Our four submissions to NIST — a CAISI RFI response, a behavioral authorization concept paper, a comment on AI 800-2, and a follow-up on agent identity — are all grounded in the same 78 days of operational evidence from the same 56 agents. The incidents are real. The amendments are real. The constitutional framework that governs them is the same one described throughout this series.

Related Reading

  1. 58 Days of Constitutional AI — the full 324-hour outage story
  2. The Hardest Part of AI Governance Is Honest Metrics — the "define but never wire" discovery
  3. Why AI Safety Code Must Fail Closed — five P0 incidents from fail-open patterns
  4. What If Your AI Systems Governed Themselves? — the constitutional governance framework
  5. The OS for AI Agents — why governance is the missing layer

Measuring Your Own Decision Load

The same measurement-first philosophy that drives our AI governance also powers our Decision Load Index — a research-backed assessment of cognitive burden in knowledge work.

Take the 5-Minute Assessment

Frequently Asked Questions

What is NIST AI 800-2?

NIST AI 800-2 is a draft document from NIST's Center for AI Standards and Innovation titled "Practices for Automated Benchmark Evaluations of Language Models." It provides voluntary best practices for evaluating AI systems through automated benchmarks, organized in three stages: defining objectives, implementing evaluations, and analyzing results. The public comment period ends March 31, 2026.

What is the NCCoE Agent Identity concept paper?
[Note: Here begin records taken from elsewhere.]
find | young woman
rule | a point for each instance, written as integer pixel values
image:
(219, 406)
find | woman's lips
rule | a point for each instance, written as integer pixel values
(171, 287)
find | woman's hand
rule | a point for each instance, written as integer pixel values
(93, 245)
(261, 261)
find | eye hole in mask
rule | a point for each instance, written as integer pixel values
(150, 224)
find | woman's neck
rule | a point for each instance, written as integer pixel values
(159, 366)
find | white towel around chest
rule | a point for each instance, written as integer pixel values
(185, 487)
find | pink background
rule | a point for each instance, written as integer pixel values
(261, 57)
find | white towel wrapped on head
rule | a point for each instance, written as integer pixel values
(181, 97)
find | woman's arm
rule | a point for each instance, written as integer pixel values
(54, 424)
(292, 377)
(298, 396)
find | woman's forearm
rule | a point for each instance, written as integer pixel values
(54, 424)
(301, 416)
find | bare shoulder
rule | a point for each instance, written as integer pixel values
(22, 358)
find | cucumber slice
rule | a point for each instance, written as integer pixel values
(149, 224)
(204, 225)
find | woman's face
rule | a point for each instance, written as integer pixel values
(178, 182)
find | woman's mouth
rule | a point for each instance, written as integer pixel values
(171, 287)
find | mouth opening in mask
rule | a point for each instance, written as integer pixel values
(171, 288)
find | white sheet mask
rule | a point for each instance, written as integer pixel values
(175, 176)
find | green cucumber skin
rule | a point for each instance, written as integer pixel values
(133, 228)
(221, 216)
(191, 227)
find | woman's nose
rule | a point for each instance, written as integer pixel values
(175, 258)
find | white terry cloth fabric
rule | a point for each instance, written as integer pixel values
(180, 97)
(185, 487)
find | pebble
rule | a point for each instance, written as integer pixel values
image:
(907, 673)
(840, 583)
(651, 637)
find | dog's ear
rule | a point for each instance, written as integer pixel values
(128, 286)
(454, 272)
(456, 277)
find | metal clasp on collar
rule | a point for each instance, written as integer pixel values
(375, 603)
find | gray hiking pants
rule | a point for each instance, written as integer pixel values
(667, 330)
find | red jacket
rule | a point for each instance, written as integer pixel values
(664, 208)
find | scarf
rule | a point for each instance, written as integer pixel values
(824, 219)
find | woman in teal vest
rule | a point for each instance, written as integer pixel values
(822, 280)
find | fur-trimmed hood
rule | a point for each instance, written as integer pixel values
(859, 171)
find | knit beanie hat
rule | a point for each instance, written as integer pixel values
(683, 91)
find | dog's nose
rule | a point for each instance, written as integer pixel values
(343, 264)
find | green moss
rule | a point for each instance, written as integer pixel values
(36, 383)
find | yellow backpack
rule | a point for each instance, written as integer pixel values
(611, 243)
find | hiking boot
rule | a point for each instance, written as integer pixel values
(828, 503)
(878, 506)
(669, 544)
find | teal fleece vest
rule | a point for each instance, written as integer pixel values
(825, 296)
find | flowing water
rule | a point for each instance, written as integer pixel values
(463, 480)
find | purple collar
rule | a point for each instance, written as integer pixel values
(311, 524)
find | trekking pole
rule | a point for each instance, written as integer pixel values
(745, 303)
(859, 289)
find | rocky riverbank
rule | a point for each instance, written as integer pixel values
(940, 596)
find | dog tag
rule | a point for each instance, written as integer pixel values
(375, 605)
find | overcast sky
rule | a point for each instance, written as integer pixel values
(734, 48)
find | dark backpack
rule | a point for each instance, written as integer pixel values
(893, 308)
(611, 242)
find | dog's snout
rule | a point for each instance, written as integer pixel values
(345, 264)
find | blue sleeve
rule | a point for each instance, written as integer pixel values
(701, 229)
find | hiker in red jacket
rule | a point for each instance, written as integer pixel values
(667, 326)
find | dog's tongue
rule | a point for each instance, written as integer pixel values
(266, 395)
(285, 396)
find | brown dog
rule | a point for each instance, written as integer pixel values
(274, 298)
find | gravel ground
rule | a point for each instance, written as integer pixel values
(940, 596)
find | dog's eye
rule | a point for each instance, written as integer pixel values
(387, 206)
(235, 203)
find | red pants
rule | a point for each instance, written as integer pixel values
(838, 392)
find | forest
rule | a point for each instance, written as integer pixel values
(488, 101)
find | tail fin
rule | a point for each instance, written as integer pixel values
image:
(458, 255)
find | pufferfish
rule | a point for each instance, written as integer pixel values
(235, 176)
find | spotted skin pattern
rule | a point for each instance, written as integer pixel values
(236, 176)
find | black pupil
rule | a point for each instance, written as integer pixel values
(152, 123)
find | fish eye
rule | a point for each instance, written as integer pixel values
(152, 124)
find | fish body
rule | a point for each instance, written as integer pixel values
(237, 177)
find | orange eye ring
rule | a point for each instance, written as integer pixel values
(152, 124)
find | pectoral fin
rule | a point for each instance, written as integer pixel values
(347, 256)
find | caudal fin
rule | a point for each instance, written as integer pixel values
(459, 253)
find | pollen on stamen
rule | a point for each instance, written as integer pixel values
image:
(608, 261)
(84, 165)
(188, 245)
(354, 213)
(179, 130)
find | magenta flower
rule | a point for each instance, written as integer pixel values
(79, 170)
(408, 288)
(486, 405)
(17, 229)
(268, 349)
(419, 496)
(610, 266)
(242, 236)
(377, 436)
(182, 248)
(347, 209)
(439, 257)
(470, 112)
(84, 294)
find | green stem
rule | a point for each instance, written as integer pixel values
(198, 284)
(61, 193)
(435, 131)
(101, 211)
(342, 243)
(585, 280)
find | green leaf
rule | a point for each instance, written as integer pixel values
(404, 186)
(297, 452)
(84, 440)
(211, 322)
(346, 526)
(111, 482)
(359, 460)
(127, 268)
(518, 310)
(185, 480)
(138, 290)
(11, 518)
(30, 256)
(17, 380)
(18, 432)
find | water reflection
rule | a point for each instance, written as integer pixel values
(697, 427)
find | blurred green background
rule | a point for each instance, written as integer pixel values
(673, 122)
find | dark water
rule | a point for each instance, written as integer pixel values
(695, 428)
The National Cybersecurity Center of Excellence published a concept paper exploring how identity standards (OAuth 2.0, OIDC, SPIFFE/SPIRE) can be applied to AI agents. It asks six categories of questions about identification, authentication, authorization, auditing, and prompt injection for agentic systems. The comment period ends April 2, 2026.

Can small companies submit comments to NIST?

Yes. NIST's public comment process is open to all individuals and organizations. Comments can be submitted electronically to the email addresses specified in each document. Practitioner perspectives grounded in operational evidence are particularly valuable because they reveal gaps that academic analysis alone may not identify.